In Hiroshima, the city that the world remembers for mankind’s greatest tragedy, one surprise discovery is that of a thriving nightlife. It’s as if as the horrors of the past have been wiped away though not forgotten and in their place a sense of life thriving and being lived to its fullest has been carefully planted. Bars have a lot to do with this sense of energy in contemporary Hiroshima. Enter any of the izakayas and apart from sake, shochu and Japanese whisky, what you will almost invariably find are teppans.

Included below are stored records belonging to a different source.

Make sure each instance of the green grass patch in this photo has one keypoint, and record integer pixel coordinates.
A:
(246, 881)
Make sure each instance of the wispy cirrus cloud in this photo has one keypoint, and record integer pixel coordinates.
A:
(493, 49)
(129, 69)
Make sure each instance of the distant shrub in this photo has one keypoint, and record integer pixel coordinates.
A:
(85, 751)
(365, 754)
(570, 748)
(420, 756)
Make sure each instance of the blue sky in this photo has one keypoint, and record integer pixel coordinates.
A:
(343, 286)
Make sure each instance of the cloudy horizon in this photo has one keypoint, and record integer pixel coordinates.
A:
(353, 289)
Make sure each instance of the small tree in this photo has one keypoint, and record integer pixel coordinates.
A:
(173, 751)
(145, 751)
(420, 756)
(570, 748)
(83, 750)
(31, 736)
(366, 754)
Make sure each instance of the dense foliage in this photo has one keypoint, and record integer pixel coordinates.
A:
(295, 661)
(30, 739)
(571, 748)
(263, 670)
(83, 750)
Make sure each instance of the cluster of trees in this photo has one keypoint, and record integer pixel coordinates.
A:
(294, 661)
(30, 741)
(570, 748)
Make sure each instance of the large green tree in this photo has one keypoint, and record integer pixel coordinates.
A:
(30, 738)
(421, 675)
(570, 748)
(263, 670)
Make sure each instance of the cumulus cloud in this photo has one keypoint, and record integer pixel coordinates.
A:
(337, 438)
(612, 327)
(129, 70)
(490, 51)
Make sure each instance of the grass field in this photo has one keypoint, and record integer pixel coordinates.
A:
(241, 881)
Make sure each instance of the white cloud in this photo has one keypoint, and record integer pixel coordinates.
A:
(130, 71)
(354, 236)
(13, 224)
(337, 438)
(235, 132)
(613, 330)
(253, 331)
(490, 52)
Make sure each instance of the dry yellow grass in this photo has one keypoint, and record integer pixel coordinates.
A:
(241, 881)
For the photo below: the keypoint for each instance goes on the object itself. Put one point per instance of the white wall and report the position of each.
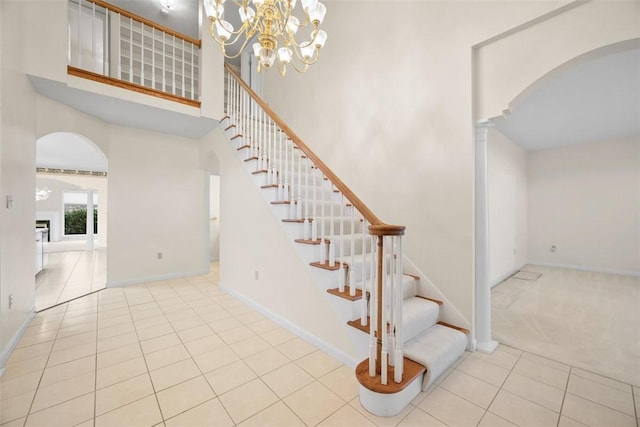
(391, 114)
(157, 204)
(513, 62)
(214, 217)
(585, 200)
(401, 104)
(507, 191)
(252, 240)
(17, 180)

Teppanyaki-cooking on hot iron plates, somewhat like our own tawas-is a well-known Japanese technique of cooking small bits of meats, vegetables and starches (including rice) in front of the patrons. The result of this sort of a grilling is food that is light, fresh and delicious. Apt for bars. And so in Hiroshima, as also in many parts of the world where Japanese cuisine is so popular, it is common to find izakayas offering teppanyaki. You begin with beer, the teppan is brought out, guests move their own food around on the small iron plates, and sip more alcohol as it cooks. You get the drift…
However, teppanyaki can be elevated to more serious dining too. High end and fashionable restaurants are known to build huge teppans and place bar style seating around these to encourage diners to partake of a meal experience that is at once spectacular and interactive. Like a flair bartender whose services may be highly sought not merely for his mixology skills but people’s skills, chefs who juggle with knives, spoons and eggs, all the while entertaining guests seated around the food cooking on the hot iron tables can be in big demand. As far as community dining goes this is a unique experience, where the accent is equally on the food as well as entertainment-you chat with the chef and fellow guests seated around the teppan.
While traditionally, teppans were used only for cooking at high temperatures, newer experimental restaurants in Japan are now using this same idea of showmanship around the plates to set up teppanyaki dessert bars, that serve only desserts, all assembled- ice cold-on the teppan even as guests seated around it take in the spectacle. That is one dining trend you can expect to see more of next year perhaps.
Most people new to Japanese food and the many kinds of techniques for grilling, roasting, frying, broiling and cooking it employs get confused between teppanyaki and robatayaki. Both can be used as interactive ways of cooking food where the guests can grill their own choice of meats, veggies and carbs with light seasoning at their tables. Robata grills however are obviously different from teppans and use convection as a method of heating things up, while teppans use conduction and food comes directly in contact with metal.
The closest Indian way of cooking I can think of is tak-a-tak that many of us enjoy at weddings and parties in north India. Did the tak-a-tak creep into our collective imaginations thanks to teppanyaki? Though tawa cooking is widely used in India to bake breads and make kebabs, grilling vegetables on a hot plate with the associated connotations of live cooking is eerily similar to teppanyaki. Tak-a-tak is also a restaurant creation, relatively new in the history of Indian cuisines. For all we know, hotel and restaurant caterers created this as a novelty feature for big fat weddings, borrowing the idea from teppanyaki already famous the world over. As you dig into masala coated tomatoes and peppers this shaadi season, spare a thought for the original teppanyaki too, where the seasoning is always more pristine but the food is as delicious.